The Peruvian government claimed that Comrade Artemio’s arrest marked the end of the Shining Path (Sendero Luminoso, or Comité Central del Partido Comunista del Perú-Sendero Luminoso). The government has said that before, certainly in 1992 when the outfit’s professorial and sociopathic founder Abimael Guzman was captured. Admittedly, the current edition of the Shining Path is a far cry from the Mao-inspired rebels of three decades ago. Today’s Shining Path is a drug trafficking armed faction similar to leftist groups that plague Colombia and Ecuador. It no longer has communist cachet in the cities. The Path’s dead-enders operate in the Alto Huallaga valley and in the very high-altitude and rugged Ene-Apurimac valley. The Apurimac is regarded as the source of the Amazon. Peruvian security forces refer to the region as the VRAE, the Spanish initials for valley of the Ene and Apurimac rivers (Valle de los Ríos Apurímac y Ene). At least 80 percent of the people in the Zona del VRAE live in extreme poverty (yes, mostly Indians). The only cash crop is coca leaves – for cocaine.
Other small but still lethal drug factions aligned with the Shining Path still hide in the mountains. The Peruvian government has placed a one million dollar reward for Victor Quispe (Comrade Jose). His band operates in the Ayacucho-Cusco-Junin region though Peruvians are speculating that he may move into the Alto Huallaga. Military and police estimates put the number of 200 militants out there at 200-300.

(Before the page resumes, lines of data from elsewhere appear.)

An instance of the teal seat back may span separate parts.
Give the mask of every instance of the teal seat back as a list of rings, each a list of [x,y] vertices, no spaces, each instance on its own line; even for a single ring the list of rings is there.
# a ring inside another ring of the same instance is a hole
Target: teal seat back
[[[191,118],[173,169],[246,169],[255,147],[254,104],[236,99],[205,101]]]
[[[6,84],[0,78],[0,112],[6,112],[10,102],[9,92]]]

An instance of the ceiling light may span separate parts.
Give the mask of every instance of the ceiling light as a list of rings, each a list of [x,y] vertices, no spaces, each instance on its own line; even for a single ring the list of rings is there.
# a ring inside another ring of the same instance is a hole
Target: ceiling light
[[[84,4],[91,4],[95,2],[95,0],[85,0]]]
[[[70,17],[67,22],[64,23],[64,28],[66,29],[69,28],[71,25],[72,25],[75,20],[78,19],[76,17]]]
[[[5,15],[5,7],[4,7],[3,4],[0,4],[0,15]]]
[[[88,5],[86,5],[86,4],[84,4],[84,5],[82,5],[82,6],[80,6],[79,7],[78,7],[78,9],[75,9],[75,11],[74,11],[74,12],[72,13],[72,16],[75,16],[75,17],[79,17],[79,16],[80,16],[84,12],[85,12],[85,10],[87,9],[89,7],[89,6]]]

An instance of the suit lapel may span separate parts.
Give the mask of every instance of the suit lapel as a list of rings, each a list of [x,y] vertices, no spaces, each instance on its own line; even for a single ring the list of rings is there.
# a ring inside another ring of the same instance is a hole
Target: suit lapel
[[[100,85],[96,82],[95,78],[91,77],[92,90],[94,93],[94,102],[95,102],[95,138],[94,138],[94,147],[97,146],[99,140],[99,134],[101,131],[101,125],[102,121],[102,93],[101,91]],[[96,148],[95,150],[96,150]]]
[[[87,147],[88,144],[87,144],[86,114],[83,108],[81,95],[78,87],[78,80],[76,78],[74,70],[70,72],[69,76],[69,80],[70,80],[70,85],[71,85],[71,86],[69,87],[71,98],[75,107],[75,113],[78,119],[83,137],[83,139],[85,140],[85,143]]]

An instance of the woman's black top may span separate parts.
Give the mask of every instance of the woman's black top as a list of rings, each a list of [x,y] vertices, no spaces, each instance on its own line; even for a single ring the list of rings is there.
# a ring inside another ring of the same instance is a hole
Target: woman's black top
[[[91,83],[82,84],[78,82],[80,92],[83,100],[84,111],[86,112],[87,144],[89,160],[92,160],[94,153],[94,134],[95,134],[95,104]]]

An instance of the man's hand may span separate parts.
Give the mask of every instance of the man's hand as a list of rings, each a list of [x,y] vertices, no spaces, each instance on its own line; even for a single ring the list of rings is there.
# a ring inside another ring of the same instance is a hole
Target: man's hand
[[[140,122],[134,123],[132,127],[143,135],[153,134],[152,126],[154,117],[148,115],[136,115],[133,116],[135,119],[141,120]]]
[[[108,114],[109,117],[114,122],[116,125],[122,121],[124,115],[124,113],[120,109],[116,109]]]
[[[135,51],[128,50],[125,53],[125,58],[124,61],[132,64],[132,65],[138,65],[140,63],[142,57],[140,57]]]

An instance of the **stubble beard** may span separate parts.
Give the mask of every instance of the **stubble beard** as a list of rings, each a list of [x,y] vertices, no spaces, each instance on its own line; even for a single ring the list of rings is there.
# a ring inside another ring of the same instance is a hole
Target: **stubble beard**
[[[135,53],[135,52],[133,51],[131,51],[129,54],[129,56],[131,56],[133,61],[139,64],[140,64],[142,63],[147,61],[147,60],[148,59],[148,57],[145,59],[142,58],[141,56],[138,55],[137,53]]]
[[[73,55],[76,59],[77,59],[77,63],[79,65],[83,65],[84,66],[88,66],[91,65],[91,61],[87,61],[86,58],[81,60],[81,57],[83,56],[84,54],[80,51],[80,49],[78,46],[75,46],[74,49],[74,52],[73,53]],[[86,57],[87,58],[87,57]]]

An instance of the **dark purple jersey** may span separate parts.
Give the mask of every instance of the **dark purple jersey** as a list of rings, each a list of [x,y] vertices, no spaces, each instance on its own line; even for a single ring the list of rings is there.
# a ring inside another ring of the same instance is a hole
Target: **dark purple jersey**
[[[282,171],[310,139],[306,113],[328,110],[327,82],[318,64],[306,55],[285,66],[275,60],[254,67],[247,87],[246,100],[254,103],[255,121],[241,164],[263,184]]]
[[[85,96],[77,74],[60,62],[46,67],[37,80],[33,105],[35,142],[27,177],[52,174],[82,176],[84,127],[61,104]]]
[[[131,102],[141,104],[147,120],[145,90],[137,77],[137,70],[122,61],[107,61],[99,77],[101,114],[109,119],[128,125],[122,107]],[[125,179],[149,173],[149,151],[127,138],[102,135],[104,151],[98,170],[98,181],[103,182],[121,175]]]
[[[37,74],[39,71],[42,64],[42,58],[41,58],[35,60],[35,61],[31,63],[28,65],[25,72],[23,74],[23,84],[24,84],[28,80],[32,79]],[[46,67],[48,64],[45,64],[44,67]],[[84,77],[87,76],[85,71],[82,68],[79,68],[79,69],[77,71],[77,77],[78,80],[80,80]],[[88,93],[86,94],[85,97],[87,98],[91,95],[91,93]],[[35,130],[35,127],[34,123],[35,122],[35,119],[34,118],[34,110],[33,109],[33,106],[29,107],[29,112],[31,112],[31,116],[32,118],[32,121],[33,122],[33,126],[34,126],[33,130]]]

Still, Comrade Artemio’s capture rates as a victory for the government. However, it has also led to something of an embarrassment for Peru’s president, President Ollanta Humala. The president’s brother, Antauro Humala, is serving hard time in prison for attempting a coup on News Years Day in 2005. At the time Antauro Humala was a disgruntled army major and intended to spark a mass uprising. His coup failed, six people were killed and he got 25 years in prison. However, after Comrade Artemio’s capture the government decided to move Antauro Humala because he was housed in the same complex as high-risk Shining Path members. President Ollanta Humala’s critics have accused him of giving his brother special treatment.
In its 1980s heyday, the Shining Path waged a brutal war against the Peruvian government. The Shining Path claimed it had 20,000 followers. That may have been propaganda but the movement was armed, dangerous, and had political influence. Left wing media touted them as revolutionaries. Officials estimate that 70,000 people died in the war, over half killed by the Shining Path the other by various government forces. The group intended to foment a massive Indian revolt. Guzman and his senior commanders even tapped the power of old Inca legends that asserted "sleeping" Inca kings will rise out of the Andes to kill the Spanish invaders. Naturally, the Maoist-Leninists wanted the Indians to conclude that the Shining Path was that Incan resurrection. However, the Indians thought the leftist intellectuals from Lima were just central-government Spaniards spouting a different verse of the old imperialist saw "you be like us, or else." (Austin Bay)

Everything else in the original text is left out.